The headline this morning: “Theranos founder Elizabeth Holmes sentenced to more than 11 years for defrauding investors”.
The case centred around her false claims that her technology could detect hundreds of diseases from a single drop of blood. The BBC reported, “Silicon Valley is a place where fortunes can be made and squandered. It’s not unusual for investors to lose big sums of money. It’s also not unusual for founders to make grandiose claims about their tech. What is different about Holmes’ case, though, is that Theranos’ unwinding, actually led to fraud charges that stuck”.
I have a slightly different, and perhaps, more personal take on all this.
I was once the Research Director, later to become the Chief Scientific Officer, for a company offering high-tech solutions in drug development. Unlike Theranos, the technology did work, although the BBC’s observation that, “it’s also not unusual for founders to make grandiose claims about their tech…” does ring some bells. As the company became established so it searched for venture capital. I sat through many meetings with potential investors and they all had one thing in common. The Venture Capitalist brought along business managers, accountants and lawyers, but not one brought along a technical expert. They focused their investment decisions on business plans, projected sales, market share and profits, but to my knowledge, not one assessed the technology itself. The company eventually attained investors, which meant they asked me to attend the occasional board meeting to provide scientific updates. It didn’t take long before I realised the investors had little comprehension of the technology, and at times had some rather skewed views on its capabilities. After one board meeting. I asked whether they had ever considered including a technical expert in their decision-making team. I thought it an obvious question, but they didn’t seem to get it; they saw no need for a boffin, (and I quote).
In my general dealings with the healthcare industry, I came across another company that had acquired Venture Capital. It was, however, an alternative medicine-type company, selling cures with no convincing evidence any of it worked; although they were very careful in their claims, so as not to overstep legal lines. Given the size of the alternative medicine market, estimated to be $100 billion worldwide, perhaps the Venture Capitalists made a financially wise investment, but this doesn’t alter the fact, they had little idea they were putting their money into a baseless technology.
Theranos reminds me of the case of the fake bomb detector scam, which resulted in the businessman, James McCormick, being jailed for 10 years in 2013. The detectors could apparently detect explosives, money and drugs from a distance using nothing more than a plastic box fitted with an aerial. They sold the detectors to governments all over the world, including the United Nations. If anyone had taken the trouble to look inside the box, instead of finding space-age electronics, all they would have seen is empty space.

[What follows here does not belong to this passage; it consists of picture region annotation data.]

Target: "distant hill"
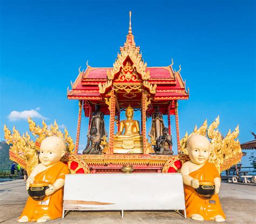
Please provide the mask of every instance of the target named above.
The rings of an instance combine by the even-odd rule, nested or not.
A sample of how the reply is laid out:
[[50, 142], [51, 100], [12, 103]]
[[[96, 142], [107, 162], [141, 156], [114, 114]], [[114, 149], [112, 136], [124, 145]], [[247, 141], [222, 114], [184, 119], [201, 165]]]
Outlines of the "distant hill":
[[5, 142], [0, 142], [0, 170], [11, 169], [12, 162], [9, 159], [10, 145]]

Technical scrutiny for investments in technical companies seems a complete no-brainer to me. To be honest, I have been asked to conduct technical scrutiny on behalf of investors a couple of times but this does not seem to be the norm. Walgreens Pharmacy, for example, did a deal with Theranos without conducting a full independent validation of the technology. Instead they believed Theranos’ claim that several pharmaceutical companies had conducted the validations previously.
I admit it’s easy to judge with 20:20 hindsight but given the “it’s too good to be true” claims of both the fake bomb detector and Theranos, it seems a safe bet that robust technical scrutiny, at least in these cases, might have saved a lot of money and heartache. Certainly caveat emptor (let the buyer beware) seems to be good advice. But that’s just the option of a boffin.